Dicke Muskeln, kleines Hirn?

Unter Diskomuskeln versteht man Muskeln, die hauptsächlich aus ästhetischen Gründen trainiert werden, um in der Disko oder dem Freibad gut auszusehen. Vor allem Arme, Schulterpartie, Brust und Bauch sind dabei sehr beliebt, um enge Shirts imposant auszufüllen. Wird solch ein Training aber zu einseitig und andere Muskeln vernachlässigt, kann es zu Dysbalancen kommen: Ihre Proportionen sind nicht mehr symmetrisch, Haltungsfehler entstehen. Trainieren Sie die Diskomuskeln besonders gerne, sollten Sie also auf ein paar Dinge achten.

Gegenspieler Trainieren: Für dicke Arme sollten Sie nicht nur den Bizeps trainieren, sondern mindestens im gleichen Maß den Trizeps, damit das Gesamtbild stimmig ist. Gleiches gilt für alle anderen Gegenspieler-Muskeln, wie: Rücken und Brust, vordere Schulter und hintere Schulter, Beinbeuger und Beinstrecker.

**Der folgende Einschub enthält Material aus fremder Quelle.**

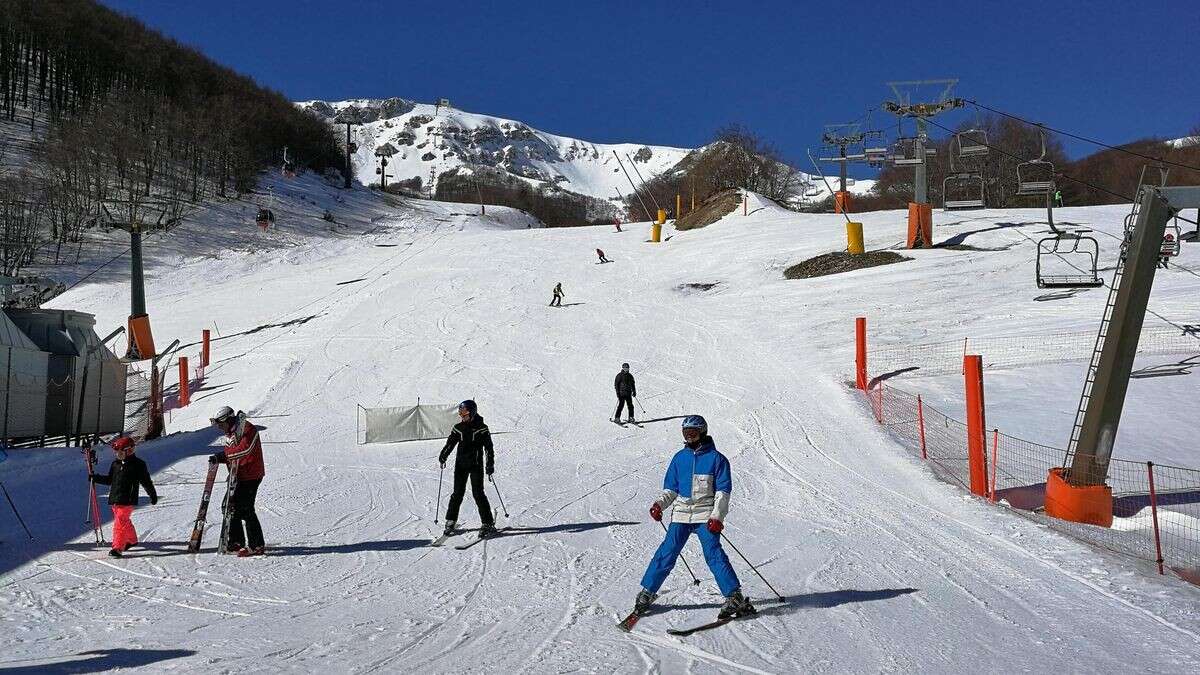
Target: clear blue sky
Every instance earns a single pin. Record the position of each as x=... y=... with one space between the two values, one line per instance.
x=672 y=72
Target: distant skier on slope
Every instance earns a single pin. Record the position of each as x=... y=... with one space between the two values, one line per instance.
x=475 y=457
x=699 y=483
x=244 y=454
x=124 y=476
x=627 y=388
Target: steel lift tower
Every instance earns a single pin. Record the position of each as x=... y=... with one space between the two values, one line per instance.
x=912 y=151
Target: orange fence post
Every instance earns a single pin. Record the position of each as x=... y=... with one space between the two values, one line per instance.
x=183 y=382
x=861 y=353
x=1153 y=513
x=995 y=443
x=921 y=425
x=977 y=432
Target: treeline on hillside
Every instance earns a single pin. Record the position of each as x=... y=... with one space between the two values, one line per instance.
x=736 y=159
x=127 y=119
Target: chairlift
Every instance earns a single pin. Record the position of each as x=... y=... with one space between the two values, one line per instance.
x=265 y=217
x=1072 y=258
x=1036 y=177
x=961 y=191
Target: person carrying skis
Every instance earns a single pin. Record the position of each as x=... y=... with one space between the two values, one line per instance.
x=124 y=476
x=699 y=483
x=627 y=388
x=244 y=454
x=475 y=457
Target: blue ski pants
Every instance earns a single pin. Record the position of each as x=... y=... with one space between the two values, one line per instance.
x=672 y=545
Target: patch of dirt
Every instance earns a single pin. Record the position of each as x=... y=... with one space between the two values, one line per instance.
x=713 y=209
x=840 y=262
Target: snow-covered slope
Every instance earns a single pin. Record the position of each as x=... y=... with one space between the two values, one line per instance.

Rotatoren und Tiefenmuskulatur: Diese tieferliegenden Muskeln haben eine stabilisierende Funktion und sollten vor dem Training gut aufgewärmt werden, um Verletzungen an Gelenken und Sehnen vorzubeugen. Am besten geht dies durch Übungen auf einem instabilen Untergrund und mit elatischen Gummibändern

Tipp: Bei einem starken Fokus auf die Diskomuskeln sollten Sie auf keinen Fall den Rücken vernachlässigen. Trainieren Sie den Rücken und die hintere Schulterpartie regelmäßig. Und: Nehmen Sie eine aufrechtere Position ein und Ihre Diskomuskeln kommen besser zur Geltung.